In any case, the estimates in the Lancet report have not been widely dismissed as too high. Doug Ireland, a regular Nation magazine contributor and the author of the Direland weblog, recently posted a thorough discussion of the failure of the mainstream media to cover the Lancet report numbers and debunked the debunkers of the report - in particular the Washington Post's dishonest use of an out-of-context quote from a Human Rights Watch spokesperson to cast doubt on the numbers when in reality the spokesperson himself did not have such doubts.

Others may find further issues with the programme to complain about as well. However, there were two things in particular that made this Panorama a must-see for me.

First of all, there was the inclusion of a clip from the now fairly widely circulated English-language video purporting to be from the resistance, and which name-checks the anti-war and anti-globalisation movements. The reason for its inclusion in the Panorama programme is a bit of a mystery, as there was essentially no commentary on the clip from Simpson, but this is the first time I've seen even part of this video broadcast on television, which is remarkable in itself.

Secondly,we find in one of Simpson's interviews with former acting Iraqi president, Adnan Pachachi, who is now a candidate in the current elections, that Pachachi supports bringing sections of the insurgency into the political process. Echoing this perspective was ambassador Negroponte, who said that in fact such negotiations had already taken place. Simpson also reported that Prime Minister Ayaad Allawi's people were currently in talks in Jordan with elements close to the insurgents' leadership.

At the same time, a leader from the United Iraqi Alliance - the mainly Shiite and fairly unwieldy political coalition backed by Sistani - interviewed by Simpson was adamant that not only there be no negotiations with these insurgents, but that they be crushed militarily.
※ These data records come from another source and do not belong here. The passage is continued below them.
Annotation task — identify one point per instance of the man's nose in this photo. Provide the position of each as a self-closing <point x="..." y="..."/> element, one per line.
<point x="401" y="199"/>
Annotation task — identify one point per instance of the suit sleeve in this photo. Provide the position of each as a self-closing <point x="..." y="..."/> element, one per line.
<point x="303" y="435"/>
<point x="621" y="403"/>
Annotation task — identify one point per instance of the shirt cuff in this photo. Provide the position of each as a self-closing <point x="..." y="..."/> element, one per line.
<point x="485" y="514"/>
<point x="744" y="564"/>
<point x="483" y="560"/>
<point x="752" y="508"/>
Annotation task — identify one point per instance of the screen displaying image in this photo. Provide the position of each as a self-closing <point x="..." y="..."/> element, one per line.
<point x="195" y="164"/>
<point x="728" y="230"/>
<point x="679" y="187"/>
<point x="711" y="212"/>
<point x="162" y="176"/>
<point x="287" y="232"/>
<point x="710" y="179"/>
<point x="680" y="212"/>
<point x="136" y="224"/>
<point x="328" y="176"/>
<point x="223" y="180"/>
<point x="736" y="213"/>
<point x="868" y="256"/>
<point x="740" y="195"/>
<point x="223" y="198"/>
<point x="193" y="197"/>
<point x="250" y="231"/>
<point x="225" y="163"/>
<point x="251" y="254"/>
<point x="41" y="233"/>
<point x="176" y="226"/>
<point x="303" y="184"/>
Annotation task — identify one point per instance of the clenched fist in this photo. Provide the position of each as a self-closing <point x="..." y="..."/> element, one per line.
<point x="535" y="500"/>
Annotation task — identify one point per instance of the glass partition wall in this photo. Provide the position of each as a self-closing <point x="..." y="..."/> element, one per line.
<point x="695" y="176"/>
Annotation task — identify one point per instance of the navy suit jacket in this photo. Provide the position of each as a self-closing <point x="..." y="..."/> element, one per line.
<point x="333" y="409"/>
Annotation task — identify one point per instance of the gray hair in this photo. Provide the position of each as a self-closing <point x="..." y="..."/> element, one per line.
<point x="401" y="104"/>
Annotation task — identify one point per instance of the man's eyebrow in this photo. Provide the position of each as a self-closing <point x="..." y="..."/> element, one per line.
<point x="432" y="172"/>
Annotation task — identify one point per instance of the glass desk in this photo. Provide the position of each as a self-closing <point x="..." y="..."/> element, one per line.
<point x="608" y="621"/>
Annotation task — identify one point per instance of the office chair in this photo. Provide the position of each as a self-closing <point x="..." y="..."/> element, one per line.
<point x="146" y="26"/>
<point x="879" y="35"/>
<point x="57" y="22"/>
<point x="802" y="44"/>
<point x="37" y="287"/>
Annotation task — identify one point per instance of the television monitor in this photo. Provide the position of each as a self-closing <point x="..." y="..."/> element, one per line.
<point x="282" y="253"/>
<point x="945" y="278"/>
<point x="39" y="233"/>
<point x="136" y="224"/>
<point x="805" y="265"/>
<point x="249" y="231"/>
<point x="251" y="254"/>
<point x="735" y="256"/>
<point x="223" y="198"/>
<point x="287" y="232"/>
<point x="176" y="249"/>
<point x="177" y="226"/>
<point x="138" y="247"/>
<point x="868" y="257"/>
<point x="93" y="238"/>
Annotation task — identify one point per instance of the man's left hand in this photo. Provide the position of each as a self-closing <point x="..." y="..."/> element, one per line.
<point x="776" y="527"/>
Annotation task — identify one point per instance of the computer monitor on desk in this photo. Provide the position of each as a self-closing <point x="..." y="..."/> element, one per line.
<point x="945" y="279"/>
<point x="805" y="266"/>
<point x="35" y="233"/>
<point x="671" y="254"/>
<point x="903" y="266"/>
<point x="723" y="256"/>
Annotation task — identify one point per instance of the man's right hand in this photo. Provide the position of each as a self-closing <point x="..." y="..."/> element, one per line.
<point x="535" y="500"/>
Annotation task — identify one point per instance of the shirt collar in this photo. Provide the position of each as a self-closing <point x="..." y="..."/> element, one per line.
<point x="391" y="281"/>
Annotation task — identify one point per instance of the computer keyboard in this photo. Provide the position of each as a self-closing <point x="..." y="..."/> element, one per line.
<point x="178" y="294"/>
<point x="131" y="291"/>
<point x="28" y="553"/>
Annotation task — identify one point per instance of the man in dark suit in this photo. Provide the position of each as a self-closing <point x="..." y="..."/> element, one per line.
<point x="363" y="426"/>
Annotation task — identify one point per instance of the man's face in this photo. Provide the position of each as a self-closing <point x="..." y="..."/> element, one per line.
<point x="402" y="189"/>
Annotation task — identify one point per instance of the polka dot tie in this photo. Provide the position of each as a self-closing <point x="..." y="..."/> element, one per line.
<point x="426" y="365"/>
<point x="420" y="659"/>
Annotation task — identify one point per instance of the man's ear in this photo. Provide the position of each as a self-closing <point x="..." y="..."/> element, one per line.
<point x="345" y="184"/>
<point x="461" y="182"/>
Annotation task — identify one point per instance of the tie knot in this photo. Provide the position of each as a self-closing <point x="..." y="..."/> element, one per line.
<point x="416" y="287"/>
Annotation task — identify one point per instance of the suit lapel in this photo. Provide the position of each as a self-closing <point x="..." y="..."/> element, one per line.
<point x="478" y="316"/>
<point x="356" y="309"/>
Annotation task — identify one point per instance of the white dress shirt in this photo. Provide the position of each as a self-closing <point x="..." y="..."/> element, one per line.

Now, the Alliance is more or less opposed to the occupation and makes a distinction between the 'patriotic resistance' on the one hand and the Zarqawi-types and Ba'athists on the other. So when they say that they are opposed to negotiations with certain insurgents, they can only be meaning the Sunni Ba'athist insurgents who are opposed to Shiite majority rule. Perhaps they are worried (understandably) that it is this section of the insurgency that the Americans may be inviting back into the political process.

The frankly unsurprising revelations that the Allawi regime (and hence the Americans) are in discussions with elements within the insurgency, together with the document recently leaked to Iraqi Democrats Against the Occupation suggesting that Allawi is considering a full restoration of the Ba'ath party in Iraq and the return of leading Ba'athists to government, may just point to the sort of exit strategy the Americans are considering.